Randomized trial of treatment for children with sexual behavior problems
Carpentier, M., Silovsky, J., & Chaffin, M. (2006). Randomized trial of treatment for children with sexual behavior problems: Ten-year follow-up. Journal of Consulting and Clinical Psychology, 74, 3: 482-488.
As you are reading through the article, look for the answers to these questions. They are pretty much in order as you read the article. Each of you should attempt to answer the questions on your own, and then share your answers/observations with your other group members.
1. What is the purpose of this research (exploratory, descriptive, explanatory, application)?
2. Why did the authors of this study think it was important to conduct this research?
3. Part of this study has to do with treatment benefit. They authors say there are different approaches to treating kids with SBP. What are they?
4. The authors cite several other studies that looked at 1 to 2 year follow-ups for different types of treatment. What type of treatment appeared to be most promising in reducing sexually aggressive behaviors?
5. How did the authors find their sample population?
6. How many children with SBP were referred to the study? What was the final n for randomization (the authors don’t tell you at this point, but two treatment methods are being studied)? What were some of the reasons children were excluded?
7. This study also used a comparison group. How many children were in the comparison group? What were the variables on which they were matched? What was the most common diagnosis in this group?
8. What type of research design was used (hint: was it experimental, quasi-experimental, both)?
9. This research was longitudinal, since it tried to follow the subjects into adulthood. What type of longitudinal study was it? What is unusual about this type of longitudinal study?
10. Four different measures were used at the time the subjects were entered into the study (Table 1 on pg. 485 shows demographic and measurement score that demonstrate the similarities between the groups). What were they and what did each measure?
11. What were the two types of treatment protocols that were being tested?
12. Who administered the treatment?
13. The authors of the study said that “All sessions were videotaped and reviewed each week by the investigators to ensure adherence to the respective treatment manuals.” Why did the investigators do this?

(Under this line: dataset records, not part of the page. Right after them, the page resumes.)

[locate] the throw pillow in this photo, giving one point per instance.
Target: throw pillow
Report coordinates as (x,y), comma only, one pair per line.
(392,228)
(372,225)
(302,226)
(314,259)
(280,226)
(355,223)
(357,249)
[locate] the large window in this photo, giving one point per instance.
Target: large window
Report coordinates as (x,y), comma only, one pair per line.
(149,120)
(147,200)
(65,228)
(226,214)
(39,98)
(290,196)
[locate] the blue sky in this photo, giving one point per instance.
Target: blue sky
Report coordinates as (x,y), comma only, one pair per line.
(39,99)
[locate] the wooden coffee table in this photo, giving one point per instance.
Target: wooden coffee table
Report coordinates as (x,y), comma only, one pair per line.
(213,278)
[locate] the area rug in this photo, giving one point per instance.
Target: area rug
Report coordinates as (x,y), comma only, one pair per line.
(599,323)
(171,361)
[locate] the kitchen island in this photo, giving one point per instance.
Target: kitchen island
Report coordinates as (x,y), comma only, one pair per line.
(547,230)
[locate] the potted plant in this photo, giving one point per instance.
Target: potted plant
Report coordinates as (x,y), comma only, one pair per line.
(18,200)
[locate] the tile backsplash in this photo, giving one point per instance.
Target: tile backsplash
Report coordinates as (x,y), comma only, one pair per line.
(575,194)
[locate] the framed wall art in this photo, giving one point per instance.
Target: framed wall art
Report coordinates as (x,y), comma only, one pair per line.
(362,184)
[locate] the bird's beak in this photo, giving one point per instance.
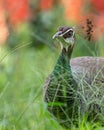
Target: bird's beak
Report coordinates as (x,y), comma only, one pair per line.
(57,34)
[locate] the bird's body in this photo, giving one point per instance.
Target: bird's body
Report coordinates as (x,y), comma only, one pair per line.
(76,86)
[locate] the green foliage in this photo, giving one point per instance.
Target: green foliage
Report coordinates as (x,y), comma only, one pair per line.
(22,76)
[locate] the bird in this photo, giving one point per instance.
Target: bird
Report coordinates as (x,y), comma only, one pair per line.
(75,87)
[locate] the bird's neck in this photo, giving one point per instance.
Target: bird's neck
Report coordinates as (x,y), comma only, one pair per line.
(62,64)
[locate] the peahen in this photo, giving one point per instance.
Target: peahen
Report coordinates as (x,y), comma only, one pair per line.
(76,86)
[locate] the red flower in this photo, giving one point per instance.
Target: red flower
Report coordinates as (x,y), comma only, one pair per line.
(98,5)
(46,4)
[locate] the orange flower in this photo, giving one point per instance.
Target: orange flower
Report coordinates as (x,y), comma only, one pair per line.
(73,9)
(46,4)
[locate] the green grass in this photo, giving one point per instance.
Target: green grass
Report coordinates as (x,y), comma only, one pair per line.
(22,76)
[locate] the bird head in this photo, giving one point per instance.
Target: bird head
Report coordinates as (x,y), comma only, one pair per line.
(66,36)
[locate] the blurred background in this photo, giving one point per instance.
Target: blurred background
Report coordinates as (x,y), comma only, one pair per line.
(28,54)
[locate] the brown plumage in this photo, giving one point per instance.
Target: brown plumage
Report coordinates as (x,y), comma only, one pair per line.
(76,86)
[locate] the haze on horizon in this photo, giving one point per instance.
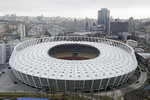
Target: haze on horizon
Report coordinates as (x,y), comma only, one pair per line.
(76,8)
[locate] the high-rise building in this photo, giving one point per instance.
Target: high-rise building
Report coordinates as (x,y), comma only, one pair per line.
(131,25)
(103,19)
(119,27)
(2,53)
(22,31)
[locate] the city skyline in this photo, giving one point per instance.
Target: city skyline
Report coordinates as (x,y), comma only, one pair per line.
(76,8)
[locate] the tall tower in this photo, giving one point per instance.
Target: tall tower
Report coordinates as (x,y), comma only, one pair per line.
(131,25)
(104,20)
(2,53)
(22,31)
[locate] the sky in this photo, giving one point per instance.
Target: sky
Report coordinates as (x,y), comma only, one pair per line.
(123,9)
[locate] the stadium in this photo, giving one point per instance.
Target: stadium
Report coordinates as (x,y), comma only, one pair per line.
(69,63)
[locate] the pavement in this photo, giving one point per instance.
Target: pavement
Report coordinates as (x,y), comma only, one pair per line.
(7,83)
(117,93)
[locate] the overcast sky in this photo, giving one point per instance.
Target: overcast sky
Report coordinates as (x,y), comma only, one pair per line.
(76,8)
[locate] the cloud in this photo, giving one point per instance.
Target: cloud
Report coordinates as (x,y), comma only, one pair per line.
(76,8)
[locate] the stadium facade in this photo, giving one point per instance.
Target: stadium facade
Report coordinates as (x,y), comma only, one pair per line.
(68,63)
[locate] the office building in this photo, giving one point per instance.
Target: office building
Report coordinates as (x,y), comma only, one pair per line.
(104,19)
(2,53)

Although this is not a measurement issue, there are concerns about reliability and validity. Which reliability issue seems most like the concern the investigators had? Which threat to internal validity seems to correspond with their concern?
14. This research used data collected for the purposes of another study. What kind of data are these? How often were data collected as part of the original study?
15. The original study ran from 1992 to 1995. The authors were faced with trying to find the study participants 10 years after the end of the original study (stop and think for a minute about what a challenge that is). Where did they go to try to find out information about study participants? What types of threats can you think of that might pose real problems for this study?
16. On page 485, in the Results section, the authors state “Of the 291 cases followed…” Do you think that the authors were able actually find out information on all of these subjects? If they didn’t, do you think there was an assumption made about the level of offending (your guess is as good as mine)?
17. The authors talk about how less than 5% (13 out of 291) of study participants had one or more sex offense arrests. They also mention that 21% (61 out of 291) had non-sexual offense arrests. What kind of assumptions did they make about the remaining 217 study participants? Is that a valid assumption?
18. Something I would have liked to know is whether or not some of those who were arrested for sex offenses also were arrested for other types of crimes (there is some evidence that some sex offenders engage in all kinds of criminal behavior while others do not). It would also be helpful to know whether or not the sex crimes were against adults or against children.
19. The authors point out some weaknesses to their study. What are some that they identify? Are there others that you can identify?
20. This study raises some interesting questions regarding assumptions made about children with SBP and their future as adult sex offenders. However, do you think the authors are justified in making the claims they make, based on this study? Why or why not?